Stepping up to the plate

Despite that, he says, ‘Generally I’ve been fortunate in the amount of independence I’ve had. At Lehman my predecessor had put several sell recommendations which gave me confidence. Here, when I was being interviewed, I said to Al Jackson, head of research, that occasionally I made comments that upset management. His reply was, So did I when I was an analyst.’

His research now covers CSFB banking clients, potential clients, and some banks that CSFB would never do business with. ‘I simply treat everyone the same, and present factual, thorough research that’s as balanced as possible.’ He does not court a reputation as a nay-sayer and thinks that knocking stocks too often is as bad as offending no-one. ‘It’s wrong to say that management is stupid, or has lied, or is incapable. But if a stock has underperformed then simply say that, and let the facts speak for themselves.’

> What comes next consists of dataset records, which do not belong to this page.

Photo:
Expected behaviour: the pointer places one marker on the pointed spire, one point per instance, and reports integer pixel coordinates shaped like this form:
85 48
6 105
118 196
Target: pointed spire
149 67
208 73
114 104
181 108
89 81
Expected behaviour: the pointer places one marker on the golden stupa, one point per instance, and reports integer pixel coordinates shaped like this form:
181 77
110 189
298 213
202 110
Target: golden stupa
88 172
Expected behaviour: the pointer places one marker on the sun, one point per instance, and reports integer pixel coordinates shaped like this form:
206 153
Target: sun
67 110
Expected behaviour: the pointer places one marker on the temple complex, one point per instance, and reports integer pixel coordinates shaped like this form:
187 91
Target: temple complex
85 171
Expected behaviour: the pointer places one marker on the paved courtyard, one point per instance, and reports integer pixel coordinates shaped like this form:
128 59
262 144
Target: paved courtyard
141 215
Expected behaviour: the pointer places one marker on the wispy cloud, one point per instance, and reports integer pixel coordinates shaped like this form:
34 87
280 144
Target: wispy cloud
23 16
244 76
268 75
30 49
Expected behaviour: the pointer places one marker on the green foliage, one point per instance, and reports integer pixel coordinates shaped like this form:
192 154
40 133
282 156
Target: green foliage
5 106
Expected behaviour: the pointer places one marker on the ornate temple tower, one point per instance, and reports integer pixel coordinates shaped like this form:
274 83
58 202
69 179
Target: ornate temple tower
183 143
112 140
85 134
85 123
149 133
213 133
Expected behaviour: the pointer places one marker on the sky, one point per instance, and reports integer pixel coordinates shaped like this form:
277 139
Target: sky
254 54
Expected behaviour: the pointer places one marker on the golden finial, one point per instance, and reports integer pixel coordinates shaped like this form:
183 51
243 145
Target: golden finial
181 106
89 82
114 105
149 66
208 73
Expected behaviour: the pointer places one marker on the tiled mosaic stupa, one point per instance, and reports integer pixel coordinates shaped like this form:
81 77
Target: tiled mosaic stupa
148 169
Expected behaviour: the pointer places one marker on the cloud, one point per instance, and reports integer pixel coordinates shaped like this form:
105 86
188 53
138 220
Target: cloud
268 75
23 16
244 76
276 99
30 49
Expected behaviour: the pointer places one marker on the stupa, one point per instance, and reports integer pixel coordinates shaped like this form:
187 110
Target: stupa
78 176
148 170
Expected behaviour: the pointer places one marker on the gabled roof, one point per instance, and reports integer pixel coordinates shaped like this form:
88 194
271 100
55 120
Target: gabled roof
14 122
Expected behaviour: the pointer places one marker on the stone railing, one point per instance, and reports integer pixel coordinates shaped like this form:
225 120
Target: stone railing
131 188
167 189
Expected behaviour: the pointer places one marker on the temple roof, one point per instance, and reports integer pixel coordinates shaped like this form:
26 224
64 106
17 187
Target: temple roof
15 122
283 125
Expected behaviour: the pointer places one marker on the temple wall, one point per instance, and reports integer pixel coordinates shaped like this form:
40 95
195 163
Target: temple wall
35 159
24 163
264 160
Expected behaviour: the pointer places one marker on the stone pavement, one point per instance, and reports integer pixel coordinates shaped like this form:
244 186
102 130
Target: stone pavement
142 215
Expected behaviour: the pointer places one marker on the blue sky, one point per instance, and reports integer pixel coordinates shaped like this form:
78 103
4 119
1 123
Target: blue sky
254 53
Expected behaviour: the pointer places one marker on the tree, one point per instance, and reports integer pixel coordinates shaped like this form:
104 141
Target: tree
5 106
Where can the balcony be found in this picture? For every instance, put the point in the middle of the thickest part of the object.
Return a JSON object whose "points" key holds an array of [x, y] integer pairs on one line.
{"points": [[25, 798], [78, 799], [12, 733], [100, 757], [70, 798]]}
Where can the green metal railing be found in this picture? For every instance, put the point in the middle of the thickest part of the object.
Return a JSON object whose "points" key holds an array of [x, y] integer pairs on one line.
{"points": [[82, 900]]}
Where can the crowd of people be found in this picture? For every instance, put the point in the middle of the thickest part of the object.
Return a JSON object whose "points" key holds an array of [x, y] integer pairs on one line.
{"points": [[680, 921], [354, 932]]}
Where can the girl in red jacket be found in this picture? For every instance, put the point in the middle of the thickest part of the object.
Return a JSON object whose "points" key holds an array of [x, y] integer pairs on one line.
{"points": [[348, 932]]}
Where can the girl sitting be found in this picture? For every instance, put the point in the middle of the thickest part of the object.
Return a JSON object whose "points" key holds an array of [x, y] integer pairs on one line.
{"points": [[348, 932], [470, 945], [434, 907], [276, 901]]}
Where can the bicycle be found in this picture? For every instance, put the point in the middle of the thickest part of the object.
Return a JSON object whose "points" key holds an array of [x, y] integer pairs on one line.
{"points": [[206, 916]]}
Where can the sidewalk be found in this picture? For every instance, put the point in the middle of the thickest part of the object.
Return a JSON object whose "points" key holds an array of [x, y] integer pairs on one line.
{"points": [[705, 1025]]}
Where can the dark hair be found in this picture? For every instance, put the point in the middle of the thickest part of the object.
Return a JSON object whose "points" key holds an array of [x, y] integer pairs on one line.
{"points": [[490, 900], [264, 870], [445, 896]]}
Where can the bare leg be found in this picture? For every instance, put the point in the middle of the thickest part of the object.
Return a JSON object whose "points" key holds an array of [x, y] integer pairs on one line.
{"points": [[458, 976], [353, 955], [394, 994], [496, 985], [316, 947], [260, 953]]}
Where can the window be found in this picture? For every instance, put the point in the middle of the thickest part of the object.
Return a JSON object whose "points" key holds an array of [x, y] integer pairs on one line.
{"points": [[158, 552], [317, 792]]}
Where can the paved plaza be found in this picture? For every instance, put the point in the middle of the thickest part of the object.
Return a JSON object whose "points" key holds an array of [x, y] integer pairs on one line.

The subjects of his research, ‘even if they disagree with the conclusion, understand the thought process.’ Except perhaps for Mellon Bank, and the source of his rejection. He would rather not say who was responsible, and Mellon’s IRO, Don McCleod, also prefers a ‘no comment.’ However, Mayo allows, ‘Most IR departments have a good relationship, and try to be open. If I’ll say it to an investor, I’ll say it to the IR department. I try to stay away from conjecture.’ He concludes: ‘Clearly there’s a balance: to do a comprehensive analysis based on the facts, and come to a conclusion, and that’s where I find that CSFB and Al Jackson are very supportive. I feel I can do independent research.’

More importantly, he adduces, so are those who reap the reward of his buy recommendations. ‘The investors who’ve owned those bank stocks for the last four years know who stepped up to the plate.’